Open ElusiveTau opened 5 years ago
Hi, So I understand that you want to extract data over a large temporal coverage superior to one year. If you just need the original dataset files, FTP is a better protocol to use, but if you want to subset over geographical or variable criterias motu-client-python is the best way. But you have to know that Motu server limits the extraction result size and also limits the number of requests per user. But multi-threading will of course speed up the download. Which tool do you use to combine netcdf files? Does it handle NetCdf3 and 4 on both Windows and Linux OS? You can propose a GitHub merge request to integrate your updates. But we will have to validate to be sure of its robustness. Some datasets have file of more than 1GB per day, so merging one year of data will create huge files.
What is the extraction result size limit?

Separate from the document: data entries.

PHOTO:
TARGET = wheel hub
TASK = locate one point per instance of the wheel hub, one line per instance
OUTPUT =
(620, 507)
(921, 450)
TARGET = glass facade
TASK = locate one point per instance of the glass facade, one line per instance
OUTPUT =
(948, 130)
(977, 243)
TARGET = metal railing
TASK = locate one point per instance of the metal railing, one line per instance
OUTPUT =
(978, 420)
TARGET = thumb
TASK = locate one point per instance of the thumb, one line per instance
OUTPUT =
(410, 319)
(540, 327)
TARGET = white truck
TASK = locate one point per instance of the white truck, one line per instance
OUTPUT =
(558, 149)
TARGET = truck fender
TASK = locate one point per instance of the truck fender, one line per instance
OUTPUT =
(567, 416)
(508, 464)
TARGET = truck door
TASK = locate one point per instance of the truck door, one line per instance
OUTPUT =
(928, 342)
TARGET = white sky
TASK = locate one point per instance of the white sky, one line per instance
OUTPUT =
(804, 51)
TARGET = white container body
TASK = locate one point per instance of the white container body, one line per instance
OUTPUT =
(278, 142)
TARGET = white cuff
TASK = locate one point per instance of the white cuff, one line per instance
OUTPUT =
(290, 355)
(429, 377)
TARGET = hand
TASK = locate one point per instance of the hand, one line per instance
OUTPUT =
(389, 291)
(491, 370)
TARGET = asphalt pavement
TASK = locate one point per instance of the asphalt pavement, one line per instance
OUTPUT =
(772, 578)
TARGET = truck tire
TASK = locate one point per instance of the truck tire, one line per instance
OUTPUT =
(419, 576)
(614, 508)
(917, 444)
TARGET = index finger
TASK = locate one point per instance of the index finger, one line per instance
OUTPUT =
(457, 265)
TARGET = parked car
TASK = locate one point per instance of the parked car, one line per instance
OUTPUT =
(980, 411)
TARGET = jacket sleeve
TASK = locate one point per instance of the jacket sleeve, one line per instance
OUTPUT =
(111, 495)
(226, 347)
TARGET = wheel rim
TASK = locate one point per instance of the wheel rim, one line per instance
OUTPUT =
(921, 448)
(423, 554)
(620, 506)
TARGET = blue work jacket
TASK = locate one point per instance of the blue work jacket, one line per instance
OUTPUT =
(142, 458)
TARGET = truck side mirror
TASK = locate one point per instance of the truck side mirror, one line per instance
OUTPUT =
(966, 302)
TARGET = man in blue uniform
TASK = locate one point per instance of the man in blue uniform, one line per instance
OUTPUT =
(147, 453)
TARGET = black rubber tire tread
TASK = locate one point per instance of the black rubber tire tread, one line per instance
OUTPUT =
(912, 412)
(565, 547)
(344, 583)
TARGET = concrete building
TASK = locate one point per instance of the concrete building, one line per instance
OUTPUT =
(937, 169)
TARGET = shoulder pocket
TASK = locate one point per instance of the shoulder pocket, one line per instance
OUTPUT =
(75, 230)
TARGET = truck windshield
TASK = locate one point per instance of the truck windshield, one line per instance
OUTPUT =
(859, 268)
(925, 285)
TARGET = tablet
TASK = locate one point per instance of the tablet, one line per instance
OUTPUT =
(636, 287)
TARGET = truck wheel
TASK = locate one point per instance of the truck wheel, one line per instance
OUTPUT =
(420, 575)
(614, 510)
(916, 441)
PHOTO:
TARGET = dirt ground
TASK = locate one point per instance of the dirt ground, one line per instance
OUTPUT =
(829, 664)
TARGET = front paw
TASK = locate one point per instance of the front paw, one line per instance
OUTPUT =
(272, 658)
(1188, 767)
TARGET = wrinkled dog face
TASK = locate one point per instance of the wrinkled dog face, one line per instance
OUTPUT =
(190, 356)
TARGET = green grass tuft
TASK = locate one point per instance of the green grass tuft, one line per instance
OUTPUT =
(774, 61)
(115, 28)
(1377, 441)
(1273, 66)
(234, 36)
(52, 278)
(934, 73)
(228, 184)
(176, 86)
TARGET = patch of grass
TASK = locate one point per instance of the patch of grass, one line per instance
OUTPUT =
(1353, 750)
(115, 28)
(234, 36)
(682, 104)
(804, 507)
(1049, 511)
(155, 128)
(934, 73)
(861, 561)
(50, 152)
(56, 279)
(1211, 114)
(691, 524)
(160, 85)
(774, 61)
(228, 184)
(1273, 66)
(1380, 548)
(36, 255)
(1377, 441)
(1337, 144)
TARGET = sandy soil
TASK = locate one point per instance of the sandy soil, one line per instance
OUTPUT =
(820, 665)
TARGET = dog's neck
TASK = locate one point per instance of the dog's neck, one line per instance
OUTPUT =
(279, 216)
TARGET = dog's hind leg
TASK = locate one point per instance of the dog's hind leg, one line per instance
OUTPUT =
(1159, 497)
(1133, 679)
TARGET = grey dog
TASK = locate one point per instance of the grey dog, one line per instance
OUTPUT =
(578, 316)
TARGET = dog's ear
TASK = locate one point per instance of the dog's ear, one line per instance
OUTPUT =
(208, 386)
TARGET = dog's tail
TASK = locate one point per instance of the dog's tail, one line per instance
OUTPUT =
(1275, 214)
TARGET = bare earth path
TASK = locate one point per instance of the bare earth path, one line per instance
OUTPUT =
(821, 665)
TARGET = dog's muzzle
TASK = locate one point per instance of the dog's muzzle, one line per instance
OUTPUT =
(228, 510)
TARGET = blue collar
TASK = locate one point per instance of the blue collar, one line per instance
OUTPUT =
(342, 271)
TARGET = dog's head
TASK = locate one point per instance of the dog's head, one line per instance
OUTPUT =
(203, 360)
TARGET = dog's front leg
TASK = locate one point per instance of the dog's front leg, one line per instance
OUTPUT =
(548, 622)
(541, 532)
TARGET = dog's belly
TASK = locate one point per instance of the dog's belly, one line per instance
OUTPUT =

Also, what is the limit to the number of requests per user? Does the server return a certain error if either limits have been reached?
I'm using some scripts written by a former CLS intern, Juliet Noroit, which uses numpy and the netCDF4 module to copy data from a set of .nc files to a new .nc file. I have not tested it against ncdf3 files on both OS's. What Linux distribution and Windows OS do you test against?
That's a good user-input test case to consider. Perhaps I can have the code check and issue a warning about the resulting file size. The use case can be extended to download a single GB file into chunks: that way the download is faster and the user gets some data, even when certain parts fail.
In my use case, I typically need to download a few year's worth of data from a single service. I've written some code around the motu-client to split a user-provided time range into smaller time intervals, to invoke motu-client on each time-interval, and to combine the netcdf files back to a single file.
I haven't read too deeply into motu-client code but should I attempt to integrate this as a feature?
Currently, if you use motu-client to download data spanning a large time interval, the client may take hours to respond and it's not guaranteed to successfully download the file. If the download fails, the download attempt (and wait-time) is wasted and the user gets nothing!
This feature would allow portions of the dataset to be downloaded. If multithreading were used, a later feature can be added to issue simultaneous data download requests to speed up downloads. I've ran simultaneous instances of my script to download data in parallel so it seems like it's possible to implement.